Into the silence Lance whispered: "And that—that is Hay's job?"

"That," Douglas confirmed levelly, "is Hay's job—and yours."

heir eyes met; held. And then Lance's clean young face smiled.

"Thank God, sir," he cried, "that I'm to help strike the blow that'll free our country!"

Colonel Douglas answered his smile with a smile. "Lance," he said, "it's because Washington has put this job into Hay's and your hands that I know—I know—it will succeed."

"It will!"

Douglas lowered his voice again. "This is why those flying torpedoes must be guided from the Slav's innermost base.

"In the first place, they fly too high for an accompanying plane to guide them. In the second, the power that releases them to hurtle downwards must come from the enemy base itself, to permit of no possible error. This must not fail!"
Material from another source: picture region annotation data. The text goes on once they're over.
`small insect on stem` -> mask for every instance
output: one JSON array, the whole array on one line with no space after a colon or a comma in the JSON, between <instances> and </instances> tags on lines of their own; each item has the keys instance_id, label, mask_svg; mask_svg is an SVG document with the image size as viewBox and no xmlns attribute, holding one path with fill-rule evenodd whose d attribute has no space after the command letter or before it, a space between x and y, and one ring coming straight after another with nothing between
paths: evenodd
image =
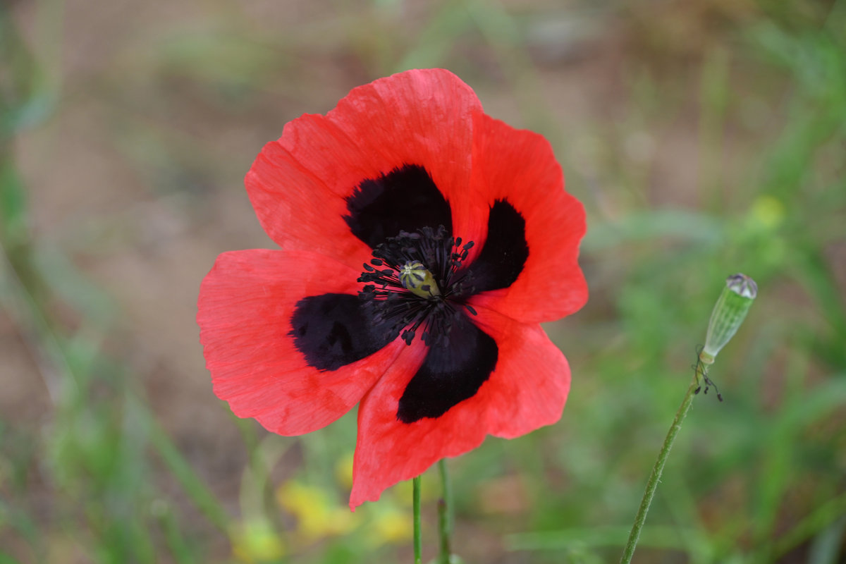
<instances>
[{"instance_id":1,"label":"small insect on stem","mask_svg":"<svg viewBox=\"0 0 846 564\"><path fill-rule=\"evenodd\" d=\"M701 353L702 347L699 346L696 348L696 364L695 364L691 368L693 368L693 370L696 372L699 376L699 380L702 382L702 384L700 384L696 389L693 391L693 392L695 394L698 394L701 392L703 394L707 394L710 388L714 388L714 392L717 392L717 399L722 402L722 394L720 393L720 390L717 387L717 384L714 383L714 381L708 376L708 367L711 365L711 363L707 362L707 358L702 359ZM705 387L704 390L703 384Z\"/></svg>"}]
</instances>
"But," put in Lance, "how do the torpedoes fly? What motivates them?"

"A closely guarded secret, of course," he was told. "I merely possess a slight comprehension of it. I know that it is an adaptation of that discovery of Professor Singe, two years ago—cosmic attraction. Eventually, perhaps, it will permit interplanetary travel. This use of it is simply the beginning. But it is to America's everlasting glory that a scientist of hers developed it.

"You know how a sliver of wood is propelled by the ripples of a pond? Vibrations of the water, really. Well, evidently there are somewhat similar vibrations in the ether, cosmic force. Each one of these flying torpedoes contains a highly expensive, intricate mechanism which transforms this in[163]visible vibration-power into material propulsion. The mechanism is adjusted to propel the torpedo at such an altitude in such a direction. We possess no means of setting the machines to stop at a certain place and so tumble earthwards. That's where you and Hay come in.

"Hay is now, with forged documents, passing himself off as a regular Slav pilot. He speaks the tongue. Two nights from now, you, Lance, keep a rendezvous with Hay at an isolated ranch in the Lake Tahoe country—the Sola Ranch, where we staged that big fight a few months back."

ance nodded.

"In your plane is an instrument which is the kernel of the scheme. It arrives here to-morrow. It's a device which shoots an invisible beam fifty miles into the air, a negative beam, in sympathy with the machinery on the torpedoes. Hay sets this device near the Slav headquarters. The torpedo squadron takes off from a few hundred miles behind here, flying in the direction of the heart of the Slav forces. When they run into the beam, their motive power is nullified, and down they fall. Crash! The Slavs are wiped out. Our troops charge forward in a grand attack; the Slavs, with no armament, no reinforcing troops, no supply of tanks and flame throwers, crumple. The invasion of America is put to an end!"

Lance rose. His face was alight, his eyes burning with strong, unquenchable fire.

"It's great, sir, great! It can't fail! By God, if it takes every last drop of my blood, I'll help Hay put this through!"

Colonel Douglas extended his right hand and Lance's met it in a firm shake. In the thick silence they stood thus for some minutes. Then, without moving so much as a cheek muscle, the colonel whispered, his eyes tense:

"The door! Fling it open! I think someone's been listening!"

Lance switched his alarmed gaze to it. His muscles went taut. The next moment he had leaped half across the room, jammed back the lock, and ripped the door wide.